The following is a blog entry I contributed to the Independent Sector’s NGen Blog on data and the non-profit sector

Anyone poking around online newspapers has noticed a proliferation of info-graphics and maps. If these graphics are done well, they can tell a story much more quickly than a series of paragraphs.

Introducing data journalism – the newest form of online communication, and also a great way to get eyeballs on your website.

For much of 2011, I worked as a data journalist for Climate Central, where I attempted to tell stories about climate change and energy through both articles and data-driven graphics. For instance, during the Fukushima disaster in 2011, when people wanted to know more about nuclear power, we built this map to show the worldwide distribution of nuclear power. Or when we were experiencing record heat in July, we created this U.S. map. Another graphic and accompanying interactive fuel calculator shows gas prices around the country, and how much you could save by increasing the fuel efficiency of your vehicle. As we quickly learned, many web-surfers would rather point and click than read; such interactives were often our most popular content.

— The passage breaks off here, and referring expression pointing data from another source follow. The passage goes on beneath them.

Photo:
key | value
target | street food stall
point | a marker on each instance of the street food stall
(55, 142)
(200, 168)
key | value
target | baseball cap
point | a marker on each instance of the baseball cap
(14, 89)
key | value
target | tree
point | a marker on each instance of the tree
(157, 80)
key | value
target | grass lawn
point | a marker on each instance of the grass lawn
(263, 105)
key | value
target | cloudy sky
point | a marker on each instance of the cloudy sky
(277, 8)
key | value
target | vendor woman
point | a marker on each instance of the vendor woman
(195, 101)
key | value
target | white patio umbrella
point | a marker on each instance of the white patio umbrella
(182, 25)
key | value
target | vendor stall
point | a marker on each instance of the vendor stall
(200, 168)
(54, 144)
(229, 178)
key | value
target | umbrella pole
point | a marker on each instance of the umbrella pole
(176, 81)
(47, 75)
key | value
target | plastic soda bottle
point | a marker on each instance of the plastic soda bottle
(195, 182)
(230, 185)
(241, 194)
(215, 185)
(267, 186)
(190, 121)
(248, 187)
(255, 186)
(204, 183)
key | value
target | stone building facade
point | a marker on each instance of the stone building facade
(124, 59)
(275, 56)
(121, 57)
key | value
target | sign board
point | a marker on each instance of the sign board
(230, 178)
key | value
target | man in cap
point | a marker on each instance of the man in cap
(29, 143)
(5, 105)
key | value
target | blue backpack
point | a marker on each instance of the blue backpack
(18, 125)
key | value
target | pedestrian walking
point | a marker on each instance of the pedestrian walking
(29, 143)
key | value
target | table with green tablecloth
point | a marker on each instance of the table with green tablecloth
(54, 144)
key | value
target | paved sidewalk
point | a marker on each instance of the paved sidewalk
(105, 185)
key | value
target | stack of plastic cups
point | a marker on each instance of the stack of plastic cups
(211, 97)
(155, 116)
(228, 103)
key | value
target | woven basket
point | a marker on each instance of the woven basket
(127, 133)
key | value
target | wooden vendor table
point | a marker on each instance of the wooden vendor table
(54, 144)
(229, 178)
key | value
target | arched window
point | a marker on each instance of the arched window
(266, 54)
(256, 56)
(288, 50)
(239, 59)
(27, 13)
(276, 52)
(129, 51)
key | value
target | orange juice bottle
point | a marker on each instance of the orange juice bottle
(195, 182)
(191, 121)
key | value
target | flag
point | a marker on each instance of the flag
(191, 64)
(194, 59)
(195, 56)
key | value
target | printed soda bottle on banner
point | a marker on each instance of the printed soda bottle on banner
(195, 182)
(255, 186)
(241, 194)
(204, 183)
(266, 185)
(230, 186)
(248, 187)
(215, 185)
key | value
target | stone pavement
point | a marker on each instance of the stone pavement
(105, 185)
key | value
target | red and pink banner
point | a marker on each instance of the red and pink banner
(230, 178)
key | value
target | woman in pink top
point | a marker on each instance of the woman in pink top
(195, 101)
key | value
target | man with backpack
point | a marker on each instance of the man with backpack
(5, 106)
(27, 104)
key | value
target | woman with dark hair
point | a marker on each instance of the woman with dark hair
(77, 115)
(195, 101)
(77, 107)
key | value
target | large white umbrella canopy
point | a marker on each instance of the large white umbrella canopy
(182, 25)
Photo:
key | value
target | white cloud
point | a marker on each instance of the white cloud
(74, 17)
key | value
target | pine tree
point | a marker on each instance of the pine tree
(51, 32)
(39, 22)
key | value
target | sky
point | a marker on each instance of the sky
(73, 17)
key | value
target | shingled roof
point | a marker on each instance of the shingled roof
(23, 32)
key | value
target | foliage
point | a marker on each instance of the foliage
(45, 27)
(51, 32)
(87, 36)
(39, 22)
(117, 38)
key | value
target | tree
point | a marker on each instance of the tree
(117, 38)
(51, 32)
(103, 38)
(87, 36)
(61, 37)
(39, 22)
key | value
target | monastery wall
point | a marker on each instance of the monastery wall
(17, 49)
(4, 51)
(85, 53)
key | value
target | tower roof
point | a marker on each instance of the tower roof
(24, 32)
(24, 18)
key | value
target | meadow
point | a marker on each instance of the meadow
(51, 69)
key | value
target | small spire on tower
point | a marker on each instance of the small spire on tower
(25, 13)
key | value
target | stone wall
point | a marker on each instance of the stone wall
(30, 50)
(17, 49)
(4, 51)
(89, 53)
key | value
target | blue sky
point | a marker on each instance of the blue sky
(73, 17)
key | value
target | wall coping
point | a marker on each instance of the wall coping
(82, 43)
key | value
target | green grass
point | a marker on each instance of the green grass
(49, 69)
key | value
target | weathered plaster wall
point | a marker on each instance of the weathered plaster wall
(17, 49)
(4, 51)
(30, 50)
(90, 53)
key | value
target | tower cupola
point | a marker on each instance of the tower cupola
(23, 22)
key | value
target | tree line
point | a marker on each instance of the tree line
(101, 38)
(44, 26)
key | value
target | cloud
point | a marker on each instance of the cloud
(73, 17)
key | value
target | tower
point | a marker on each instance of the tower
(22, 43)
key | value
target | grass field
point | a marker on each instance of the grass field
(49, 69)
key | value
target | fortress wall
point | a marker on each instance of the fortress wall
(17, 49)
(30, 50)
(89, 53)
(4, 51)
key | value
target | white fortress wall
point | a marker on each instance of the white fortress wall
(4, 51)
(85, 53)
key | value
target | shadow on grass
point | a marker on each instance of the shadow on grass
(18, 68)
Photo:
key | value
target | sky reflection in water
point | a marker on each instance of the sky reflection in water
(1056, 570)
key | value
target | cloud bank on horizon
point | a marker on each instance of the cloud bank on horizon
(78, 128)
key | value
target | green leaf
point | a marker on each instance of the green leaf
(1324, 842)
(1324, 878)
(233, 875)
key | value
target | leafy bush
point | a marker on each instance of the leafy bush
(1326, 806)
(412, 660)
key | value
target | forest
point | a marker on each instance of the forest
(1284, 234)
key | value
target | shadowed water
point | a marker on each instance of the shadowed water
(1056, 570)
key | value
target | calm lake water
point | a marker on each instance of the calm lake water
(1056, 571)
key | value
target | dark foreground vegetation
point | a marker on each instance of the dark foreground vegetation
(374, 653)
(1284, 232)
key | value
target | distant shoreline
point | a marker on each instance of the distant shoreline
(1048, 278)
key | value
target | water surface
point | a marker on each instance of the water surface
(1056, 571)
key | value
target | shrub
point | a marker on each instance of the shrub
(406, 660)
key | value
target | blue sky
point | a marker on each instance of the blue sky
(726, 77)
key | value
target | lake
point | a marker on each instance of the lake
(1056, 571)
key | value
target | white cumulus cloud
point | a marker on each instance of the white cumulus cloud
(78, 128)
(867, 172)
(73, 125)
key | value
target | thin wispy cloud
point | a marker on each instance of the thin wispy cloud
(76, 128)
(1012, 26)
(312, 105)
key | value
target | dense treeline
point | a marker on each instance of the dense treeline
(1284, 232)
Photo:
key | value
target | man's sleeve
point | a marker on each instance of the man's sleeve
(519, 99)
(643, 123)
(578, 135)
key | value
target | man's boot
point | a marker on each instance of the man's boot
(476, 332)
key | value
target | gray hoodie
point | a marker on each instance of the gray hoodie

Climate Central has continued to embrace data journalism, and with great results. They recently created these detailed maps of sea level rise, which have been picked up by almost every major media organization and have flooded their website with traffic  (and, not to mention, informed a lot of people about how sea level rise will affect their community).

I learned two important lessons working as a data journalist. The first is that all the tools you need to represent data are readily available online. I had no knowledge of javascript before I started at Climate Central – I just kept searching online how to make the graphics, and found tips from other coders. (Here’s a tutorial showing non-coders how to make a Google map). Want to make a chart? You can use this chart wizard from Google to create an image (which is what I used for the gas price widget above). Or if you know a bit of javascript, or feel ready to learn some, you can use this Google site to make more interactive charts. Other free tools, such as Google Fusion Tables or IBM’s ManyEyes offer ways for you to piece together a graphic without any prior training. There are also useful sites such as that regularly share how to make advanced graphics.

The second lesson I learned is that while it is relatively easy to put data into a chart or onto a map, it’s much harder to tell a compelling story. You have to analyze the data and show the interesting bits. For instance, consider this graphic by the New York Times, showing Netflix rental preferences by zip code for major cities. The graphic shows an enormous amount of data, and it is tricky to know what you should look at. To help the reader, The Times added two links above the map, telling you which rental picks show the most interesting trends. The authors didn’t just put the data on the map – they looked for the interesting patterns and guided the reader to them. And while I’m proud of my above map of nuclear power, it doesn’t do a good job of telling the story that I wanted to tell – namely, that most countries stopped building nuclear power plants in the 1990s. A simpler graph, such as this one built by, does a much better job of displaying that fact. It isn’t enough to put the data on a map or into a graphic; you also have to tell a story.

In short, data journalism offers a great opportunity to communicate a vast amount of information in exciting, interactive ways. But while the tools to do so are readily available, you still have to do the hard part – figure out the story, and tell it well.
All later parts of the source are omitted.